Auf „The Wrestler“ folgt „The Whale“

Aronofsky hatte nach "The Wrestler" ganz offensichtlich noch Redebedarf. Wie schon im sehenswerten Drama mit Mickey Rourke (70) und Evan Rachel Wood (35) dreht sich "The Whale" um eine zutiefst zerrüttete Beziehung eines herzkranken, destruktiv lebenden Vaters zu seiner im Stich gelassenen Tochter. Bei "The Wrestler" ist es die Liebe zum Rampenlicht des Rings, bei "The Whale" jene zu einem anderen Mann, durch die eine Familie zerbricht. Im Gegensatz zum Film von 2008, für den Rourke als "Bester Hauptdarsteller" bei den Oscars nominiert war, basiert Aronofskys neues Werk aber auf einem gleichnamigen Theaterstück von Samuel D. Hunter.

Diesen Ursprung sieht man "The Whale" jederzeit an. Im Grunde trägt sich der gesamte Film als Kammerspiel im Apartment seiner Hauptfigur zu. Künstlich limitiert fühlt sich dieses Format jedoch zu keiner Zeit an, sondern fügt sich perfekt in die Handlung ein: Aus freien Stücken gepaart mit gesellschaftlicher Scham ist Charlie an seine vier Wände gebunden, nur noch eine Handvoll Menschen nehmen an seinem Leben teil. Seine Existenz ist buchstäblich zum Kammerspiel verkommen.

Und so lernt der Zuschauer Charlie zunächst nur als schwarzes Rechteck in einem Online-Gruppenchat kennen. Eine freundliche wie gebildete Stimme spricht aus dem Nirgendwo mit uns, belehrt uns über die Schönheit der Sprache. Umso gegensätzlicher inszeniert Aronofsky den ersten Blickkontakt mit Charlie: Zu Beginn des Films und im Beisein eines zufällig an seiner Tür stehenden Missionars muss er sich bewusst werden, an einem Punkt angelangt zu sein, an dem sogar Selbstbefriedigung ein ernstes medizinisches Risiko für ihn darstellt. "The Whale" startet unvermittelt mit einem von vielen kaum mitanzuschauenden Tiefpunkten seines Protagonisten.

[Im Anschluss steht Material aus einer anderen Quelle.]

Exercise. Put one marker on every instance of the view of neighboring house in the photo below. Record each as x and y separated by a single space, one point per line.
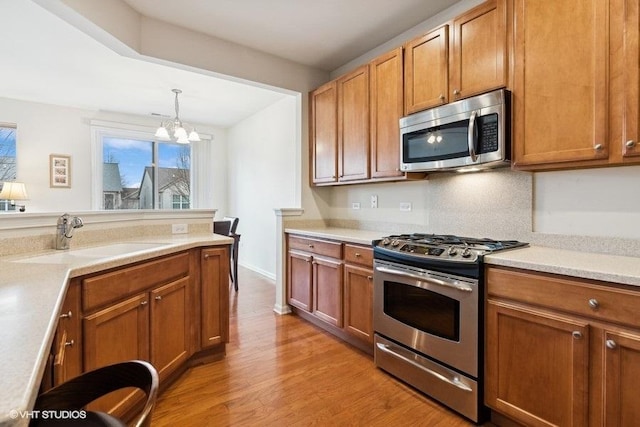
173 188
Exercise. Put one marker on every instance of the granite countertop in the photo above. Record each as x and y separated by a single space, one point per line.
608 268
31 296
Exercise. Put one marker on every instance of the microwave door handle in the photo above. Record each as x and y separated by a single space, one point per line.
472 136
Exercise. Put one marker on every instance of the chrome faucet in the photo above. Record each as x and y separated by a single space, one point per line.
64 230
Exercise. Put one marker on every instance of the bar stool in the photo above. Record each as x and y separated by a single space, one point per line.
78 392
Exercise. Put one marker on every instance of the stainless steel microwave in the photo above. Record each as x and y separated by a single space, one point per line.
473 133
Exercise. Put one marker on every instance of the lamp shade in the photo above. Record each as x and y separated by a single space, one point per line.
14 191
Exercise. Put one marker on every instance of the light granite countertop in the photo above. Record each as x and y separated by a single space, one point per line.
608 268
31 296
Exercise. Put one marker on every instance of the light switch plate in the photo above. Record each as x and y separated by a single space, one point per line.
179 228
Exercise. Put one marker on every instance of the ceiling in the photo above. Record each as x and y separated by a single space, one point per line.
323 34
45 59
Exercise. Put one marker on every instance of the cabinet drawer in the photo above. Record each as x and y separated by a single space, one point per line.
586 298
117 285
315 246
356 254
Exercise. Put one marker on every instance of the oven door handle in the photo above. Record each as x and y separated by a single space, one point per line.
472 136
455 381
453 284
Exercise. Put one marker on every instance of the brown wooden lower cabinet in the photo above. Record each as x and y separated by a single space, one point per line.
169 311
561 351
330 284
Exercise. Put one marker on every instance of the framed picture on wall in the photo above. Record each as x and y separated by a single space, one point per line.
59 171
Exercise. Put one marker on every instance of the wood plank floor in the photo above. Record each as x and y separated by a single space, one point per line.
281 370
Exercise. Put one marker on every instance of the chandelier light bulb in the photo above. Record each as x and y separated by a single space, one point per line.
176 127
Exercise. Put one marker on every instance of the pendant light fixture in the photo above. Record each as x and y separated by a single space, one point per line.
175 129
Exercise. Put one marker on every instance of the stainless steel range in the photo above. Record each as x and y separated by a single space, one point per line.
428 315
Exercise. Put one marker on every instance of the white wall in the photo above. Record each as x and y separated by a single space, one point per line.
264 173
49 129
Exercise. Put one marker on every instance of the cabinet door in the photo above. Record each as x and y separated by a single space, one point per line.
116 334
479 50
426 71
621 378
358 301
324 134
170 326
536 366
68 346
560 82
631 72
327 290
386 94
299 290
353 125
214 296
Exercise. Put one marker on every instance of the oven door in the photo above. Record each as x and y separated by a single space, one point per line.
432 313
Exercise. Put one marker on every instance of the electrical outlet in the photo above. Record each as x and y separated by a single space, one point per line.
179 228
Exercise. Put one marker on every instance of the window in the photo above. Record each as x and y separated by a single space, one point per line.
7 159
145 174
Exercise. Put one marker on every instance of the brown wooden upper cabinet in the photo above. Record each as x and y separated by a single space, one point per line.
353 125
458 61
576 79
560 82
324 133
386 108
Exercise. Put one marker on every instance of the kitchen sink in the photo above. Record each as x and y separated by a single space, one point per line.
78 255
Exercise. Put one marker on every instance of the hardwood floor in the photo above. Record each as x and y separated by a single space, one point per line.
281 370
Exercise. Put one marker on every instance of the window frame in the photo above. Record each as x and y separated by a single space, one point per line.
199 177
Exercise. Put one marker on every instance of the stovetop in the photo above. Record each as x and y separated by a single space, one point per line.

Dennoch legt der reflexartig für alles um Entschuldigung bittende Charlie einen seltsamen Optimismus an den Tag. Seiner völlig zurecht wütenden Tochter attestiert er aufgrund ihres Feingeistes eine großartige Zukunft. Jeden Tag stellt er einem Vogel frisches (und gesundes) Essen auf die Fensterbank. Und mit seiner Freundin Liz macht er morbide Scherze, man könne ihn aufgrund seiner Körperfülle gar nicht mehr lebensbedrohlich mit einem Messer verletzten. Eigentlich, so scheint es, hat er noch Freude am Leben – warum also wirft er es so leichtfertig weg?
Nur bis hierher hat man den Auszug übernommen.